If the smaller bronchial tubes are involved the symptoms are more intense and persistent. The temperature may reach 104° or 105°. To the same early symptoms succeed, a painful cough occurring in paroxysms and sometimes followed by vomiting of a glairy mucus. There is running from the eyes and nose, and reddening of thin membranes. The creature stands with his elbows turned out, his flanks heaving and his heart beating rapidly and tumultuously. In the worst cases when the inflammation has been propagated to the smallest bronchial tubes constituting capillary bronchitis, these symptoms are seen in their most aggravated type and the subject often dies of suffocation, or by implication of the lung tissue. Percussion and auscultation are even more applicable than in the larger animals, showing the clear resonance, of the lung tissue, the tubal murmur in the early stages and the mucous rattle in the later ones. In the capillary form a distinct crepitation is heard like that of pneumonia. Bronchitis proves most fatal to the higher bred dogs, such as King Charles spaniels, Italian greyhounds, and English terriers, and according to St. Cyr small dogs suffer more severely than large ones.

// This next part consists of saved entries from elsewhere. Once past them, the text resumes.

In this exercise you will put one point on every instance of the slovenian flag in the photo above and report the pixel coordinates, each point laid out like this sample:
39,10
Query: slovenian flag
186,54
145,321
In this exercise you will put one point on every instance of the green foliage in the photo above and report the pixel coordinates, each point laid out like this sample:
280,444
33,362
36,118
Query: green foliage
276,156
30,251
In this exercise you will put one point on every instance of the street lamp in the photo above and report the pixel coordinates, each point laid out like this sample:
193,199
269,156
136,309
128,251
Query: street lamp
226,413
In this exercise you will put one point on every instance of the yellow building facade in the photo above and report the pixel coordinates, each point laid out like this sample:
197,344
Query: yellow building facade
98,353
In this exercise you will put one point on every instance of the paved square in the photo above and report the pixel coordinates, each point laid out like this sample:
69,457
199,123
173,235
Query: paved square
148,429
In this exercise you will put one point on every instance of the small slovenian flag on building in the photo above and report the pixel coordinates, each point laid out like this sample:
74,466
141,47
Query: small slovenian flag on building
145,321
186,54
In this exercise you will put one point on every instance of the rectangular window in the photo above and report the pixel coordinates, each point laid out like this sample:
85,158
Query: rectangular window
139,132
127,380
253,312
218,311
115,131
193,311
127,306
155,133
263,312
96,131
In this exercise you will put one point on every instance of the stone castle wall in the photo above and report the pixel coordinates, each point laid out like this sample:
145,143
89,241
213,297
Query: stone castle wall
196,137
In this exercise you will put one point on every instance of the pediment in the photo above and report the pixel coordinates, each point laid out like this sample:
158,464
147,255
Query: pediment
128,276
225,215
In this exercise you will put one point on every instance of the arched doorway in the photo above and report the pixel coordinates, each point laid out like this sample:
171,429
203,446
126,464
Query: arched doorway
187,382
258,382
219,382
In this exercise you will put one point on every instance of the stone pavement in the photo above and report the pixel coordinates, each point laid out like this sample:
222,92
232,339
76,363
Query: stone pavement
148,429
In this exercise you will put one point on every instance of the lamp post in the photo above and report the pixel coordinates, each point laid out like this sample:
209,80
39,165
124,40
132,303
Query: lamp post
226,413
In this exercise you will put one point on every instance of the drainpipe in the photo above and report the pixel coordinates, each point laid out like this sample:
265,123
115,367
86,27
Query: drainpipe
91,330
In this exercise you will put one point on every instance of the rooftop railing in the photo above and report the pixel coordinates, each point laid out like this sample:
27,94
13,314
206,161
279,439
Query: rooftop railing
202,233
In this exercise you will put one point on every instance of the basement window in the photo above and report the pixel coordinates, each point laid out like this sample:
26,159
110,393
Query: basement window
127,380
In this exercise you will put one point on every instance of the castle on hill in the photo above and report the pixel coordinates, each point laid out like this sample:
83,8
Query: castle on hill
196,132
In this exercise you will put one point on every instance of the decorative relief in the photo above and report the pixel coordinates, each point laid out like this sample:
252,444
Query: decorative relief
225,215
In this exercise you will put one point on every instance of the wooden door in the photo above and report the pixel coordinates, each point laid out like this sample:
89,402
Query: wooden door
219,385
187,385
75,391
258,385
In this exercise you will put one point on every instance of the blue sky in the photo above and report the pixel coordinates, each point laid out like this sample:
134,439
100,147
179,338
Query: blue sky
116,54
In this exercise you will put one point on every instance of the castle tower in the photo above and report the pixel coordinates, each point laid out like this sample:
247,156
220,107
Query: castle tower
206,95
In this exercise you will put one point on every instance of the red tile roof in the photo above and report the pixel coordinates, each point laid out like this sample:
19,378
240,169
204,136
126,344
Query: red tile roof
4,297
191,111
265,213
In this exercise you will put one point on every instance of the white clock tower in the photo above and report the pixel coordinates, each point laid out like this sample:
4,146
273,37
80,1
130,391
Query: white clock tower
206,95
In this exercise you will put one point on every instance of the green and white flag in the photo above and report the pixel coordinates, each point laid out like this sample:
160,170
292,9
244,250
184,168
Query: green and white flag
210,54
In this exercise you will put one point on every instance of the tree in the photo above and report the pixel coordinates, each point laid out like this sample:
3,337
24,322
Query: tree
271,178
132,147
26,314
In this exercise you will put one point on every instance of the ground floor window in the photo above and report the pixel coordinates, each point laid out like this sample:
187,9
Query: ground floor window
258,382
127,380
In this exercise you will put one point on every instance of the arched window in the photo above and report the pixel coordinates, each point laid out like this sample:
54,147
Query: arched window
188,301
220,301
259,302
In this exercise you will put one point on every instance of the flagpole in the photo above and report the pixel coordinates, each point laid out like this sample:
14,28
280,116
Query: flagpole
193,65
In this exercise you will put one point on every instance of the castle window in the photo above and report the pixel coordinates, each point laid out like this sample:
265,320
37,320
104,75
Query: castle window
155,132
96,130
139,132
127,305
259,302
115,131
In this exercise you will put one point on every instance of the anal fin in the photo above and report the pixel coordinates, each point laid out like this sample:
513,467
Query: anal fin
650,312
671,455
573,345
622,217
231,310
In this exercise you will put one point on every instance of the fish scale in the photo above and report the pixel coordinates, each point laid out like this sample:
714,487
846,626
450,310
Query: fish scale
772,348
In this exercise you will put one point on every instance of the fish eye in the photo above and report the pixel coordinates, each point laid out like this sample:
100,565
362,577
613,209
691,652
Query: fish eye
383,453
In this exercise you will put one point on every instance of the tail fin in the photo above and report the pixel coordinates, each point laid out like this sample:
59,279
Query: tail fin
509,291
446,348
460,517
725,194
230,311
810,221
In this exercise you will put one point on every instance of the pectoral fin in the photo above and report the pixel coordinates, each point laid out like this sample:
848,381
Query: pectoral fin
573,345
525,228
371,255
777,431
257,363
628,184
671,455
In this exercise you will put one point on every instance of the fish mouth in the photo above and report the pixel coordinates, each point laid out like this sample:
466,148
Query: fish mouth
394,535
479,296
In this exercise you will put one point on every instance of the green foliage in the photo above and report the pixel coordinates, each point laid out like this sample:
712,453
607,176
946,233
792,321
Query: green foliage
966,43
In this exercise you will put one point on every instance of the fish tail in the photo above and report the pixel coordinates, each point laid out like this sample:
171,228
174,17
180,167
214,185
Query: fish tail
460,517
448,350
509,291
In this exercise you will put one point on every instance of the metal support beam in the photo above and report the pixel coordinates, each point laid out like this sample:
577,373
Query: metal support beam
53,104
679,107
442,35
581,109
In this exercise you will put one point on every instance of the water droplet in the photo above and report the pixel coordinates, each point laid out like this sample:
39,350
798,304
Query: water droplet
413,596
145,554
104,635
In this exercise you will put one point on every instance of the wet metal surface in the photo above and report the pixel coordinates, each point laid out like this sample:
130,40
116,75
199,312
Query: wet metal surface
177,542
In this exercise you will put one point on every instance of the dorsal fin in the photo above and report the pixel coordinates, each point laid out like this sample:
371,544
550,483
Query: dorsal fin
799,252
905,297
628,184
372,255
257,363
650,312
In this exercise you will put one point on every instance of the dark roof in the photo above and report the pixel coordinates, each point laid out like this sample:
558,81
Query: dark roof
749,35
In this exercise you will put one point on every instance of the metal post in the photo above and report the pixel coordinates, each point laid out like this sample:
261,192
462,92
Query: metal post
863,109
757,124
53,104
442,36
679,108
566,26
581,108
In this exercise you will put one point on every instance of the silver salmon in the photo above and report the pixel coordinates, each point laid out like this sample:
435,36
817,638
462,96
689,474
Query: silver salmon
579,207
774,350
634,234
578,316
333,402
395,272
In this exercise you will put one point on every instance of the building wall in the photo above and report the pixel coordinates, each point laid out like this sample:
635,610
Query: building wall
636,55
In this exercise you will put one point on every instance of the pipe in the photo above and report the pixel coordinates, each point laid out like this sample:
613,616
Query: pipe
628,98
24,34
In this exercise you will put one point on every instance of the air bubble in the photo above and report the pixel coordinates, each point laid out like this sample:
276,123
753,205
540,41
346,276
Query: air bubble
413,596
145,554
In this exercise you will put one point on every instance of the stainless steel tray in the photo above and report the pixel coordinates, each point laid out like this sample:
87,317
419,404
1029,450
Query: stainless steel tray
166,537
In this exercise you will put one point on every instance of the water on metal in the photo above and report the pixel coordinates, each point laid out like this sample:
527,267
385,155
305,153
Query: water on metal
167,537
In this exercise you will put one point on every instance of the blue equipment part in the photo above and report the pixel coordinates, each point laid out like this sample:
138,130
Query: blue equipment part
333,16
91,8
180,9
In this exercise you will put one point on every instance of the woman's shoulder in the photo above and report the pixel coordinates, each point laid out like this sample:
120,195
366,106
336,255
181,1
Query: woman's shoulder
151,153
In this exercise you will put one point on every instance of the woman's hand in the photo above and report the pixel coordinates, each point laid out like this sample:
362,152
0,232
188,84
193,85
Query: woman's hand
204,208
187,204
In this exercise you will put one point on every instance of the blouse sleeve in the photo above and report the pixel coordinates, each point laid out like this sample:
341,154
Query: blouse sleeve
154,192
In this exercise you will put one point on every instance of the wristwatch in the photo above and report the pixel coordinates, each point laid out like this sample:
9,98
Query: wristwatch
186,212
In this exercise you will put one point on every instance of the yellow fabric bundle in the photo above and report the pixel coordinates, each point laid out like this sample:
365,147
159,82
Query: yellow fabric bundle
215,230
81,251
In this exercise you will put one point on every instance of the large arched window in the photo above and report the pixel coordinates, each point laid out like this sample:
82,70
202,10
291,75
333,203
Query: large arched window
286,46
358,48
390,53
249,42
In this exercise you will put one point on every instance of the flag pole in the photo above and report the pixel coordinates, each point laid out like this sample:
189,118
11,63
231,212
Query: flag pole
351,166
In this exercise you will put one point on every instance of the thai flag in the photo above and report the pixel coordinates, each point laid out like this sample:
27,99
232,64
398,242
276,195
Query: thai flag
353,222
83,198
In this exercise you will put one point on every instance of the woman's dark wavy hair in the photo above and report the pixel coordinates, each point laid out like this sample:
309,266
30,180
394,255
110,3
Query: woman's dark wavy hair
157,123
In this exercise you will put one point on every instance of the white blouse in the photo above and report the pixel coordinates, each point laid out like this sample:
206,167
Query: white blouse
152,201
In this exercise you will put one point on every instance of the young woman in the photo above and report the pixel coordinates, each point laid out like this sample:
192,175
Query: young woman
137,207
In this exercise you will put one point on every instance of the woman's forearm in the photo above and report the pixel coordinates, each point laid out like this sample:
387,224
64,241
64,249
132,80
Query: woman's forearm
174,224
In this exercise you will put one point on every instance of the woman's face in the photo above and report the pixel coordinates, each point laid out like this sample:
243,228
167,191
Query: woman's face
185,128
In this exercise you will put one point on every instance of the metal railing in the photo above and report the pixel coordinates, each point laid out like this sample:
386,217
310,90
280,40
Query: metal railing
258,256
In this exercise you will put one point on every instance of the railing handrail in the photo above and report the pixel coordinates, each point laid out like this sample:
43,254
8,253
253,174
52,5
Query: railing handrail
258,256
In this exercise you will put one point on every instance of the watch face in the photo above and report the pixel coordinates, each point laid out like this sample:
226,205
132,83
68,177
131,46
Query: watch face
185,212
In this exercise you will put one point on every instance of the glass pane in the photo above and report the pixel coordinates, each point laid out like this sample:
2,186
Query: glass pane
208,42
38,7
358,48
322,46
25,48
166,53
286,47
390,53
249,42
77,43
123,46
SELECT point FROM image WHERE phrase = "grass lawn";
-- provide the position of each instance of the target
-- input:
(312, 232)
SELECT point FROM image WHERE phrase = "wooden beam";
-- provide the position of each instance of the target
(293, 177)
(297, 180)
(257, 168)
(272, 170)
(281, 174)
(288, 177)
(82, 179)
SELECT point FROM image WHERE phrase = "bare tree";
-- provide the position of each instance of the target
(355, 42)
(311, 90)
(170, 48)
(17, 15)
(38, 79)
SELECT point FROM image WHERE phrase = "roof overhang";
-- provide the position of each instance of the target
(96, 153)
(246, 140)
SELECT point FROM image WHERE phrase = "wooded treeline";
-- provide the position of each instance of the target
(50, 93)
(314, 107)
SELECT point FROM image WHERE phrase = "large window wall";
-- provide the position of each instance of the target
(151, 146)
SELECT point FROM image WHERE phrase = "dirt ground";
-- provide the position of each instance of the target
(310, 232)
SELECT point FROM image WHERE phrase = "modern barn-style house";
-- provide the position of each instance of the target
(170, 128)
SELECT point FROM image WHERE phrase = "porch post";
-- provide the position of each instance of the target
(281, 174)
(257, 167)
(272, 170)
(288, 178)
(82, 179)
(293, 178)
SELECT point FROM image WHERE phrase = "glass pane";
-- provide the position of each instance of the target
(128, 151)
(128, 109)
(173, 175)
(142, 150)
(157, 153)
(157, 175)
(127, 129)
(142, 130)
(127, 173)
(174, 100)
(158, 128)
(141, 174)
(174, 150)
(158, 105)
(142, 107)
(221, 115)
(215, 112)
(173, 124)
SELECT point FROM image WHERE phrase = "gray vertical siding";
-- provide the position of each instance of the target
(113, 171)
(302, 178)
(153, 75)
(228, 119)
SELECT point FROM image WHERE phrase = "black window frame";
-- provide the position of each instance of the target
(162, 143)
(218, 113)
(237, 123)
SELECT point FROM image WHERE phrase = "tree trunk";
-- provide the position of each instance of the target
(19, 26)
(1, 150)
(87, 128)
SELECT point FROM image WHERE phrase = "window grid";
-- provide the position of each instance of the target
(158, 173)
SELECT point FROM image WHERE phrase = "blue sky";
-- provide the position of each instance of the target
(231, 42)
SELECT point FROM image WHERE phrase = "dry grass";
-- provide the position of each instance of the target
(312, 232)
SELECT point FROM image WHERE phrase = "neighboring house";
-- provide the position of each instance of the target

Treatment. If the bowels are costive a tablespoonful of castor oil should be given, followed up by nauseating expectorants and diuretics (tartar emetic two grains, nitrate of potass one drachm, and sugar one drachm, mix thoroughly, divide into twelve powders and shake one on the tongue thrice daily). If the cough is very troublesome two grains of powdered digitalis may be added to each dose, or after the nasal discharge has been freely established two to four grains of opium among the tartar. The opiates are of great value in controlling the paroxysms of coughing and the propagation of the disease to the smallest ramifications of the air passages, but as they check secretion they must be used with caution until a free discharge has been established. In the early stages bromides, hyoscyannes or digitalis may be preferred. Muriate or carbonate of ammonia, syrup of Tolu, senega, or gnaiac may follow.
Inhalations of water vapor, the maintenance of an equable temperature, and the moist chest jacket, followed by mustard poultices to the throat and chest are not to be neglected. The diet should be simple, oatmeal or Indian corn pudding with milk, soups and the like may be allowed, but as a rule butcher meat is to be withheld. If the patient has previously fed entirely on the latter it should now be given in very limited amount only, and qualified by an admixture of farinaceous diet.
In some cases the prostration becomes so great that the patient must be supported by tonics and stimulants (a teaspoonful each of sweet spirits of nitre and tincture of gentian, or a teaspoonful of port wine repeated twice daily).
In case of persistent discharge, iron, liquor arsenicalis, the same strength as Fowler’s solution, or cod-liver oil may be used.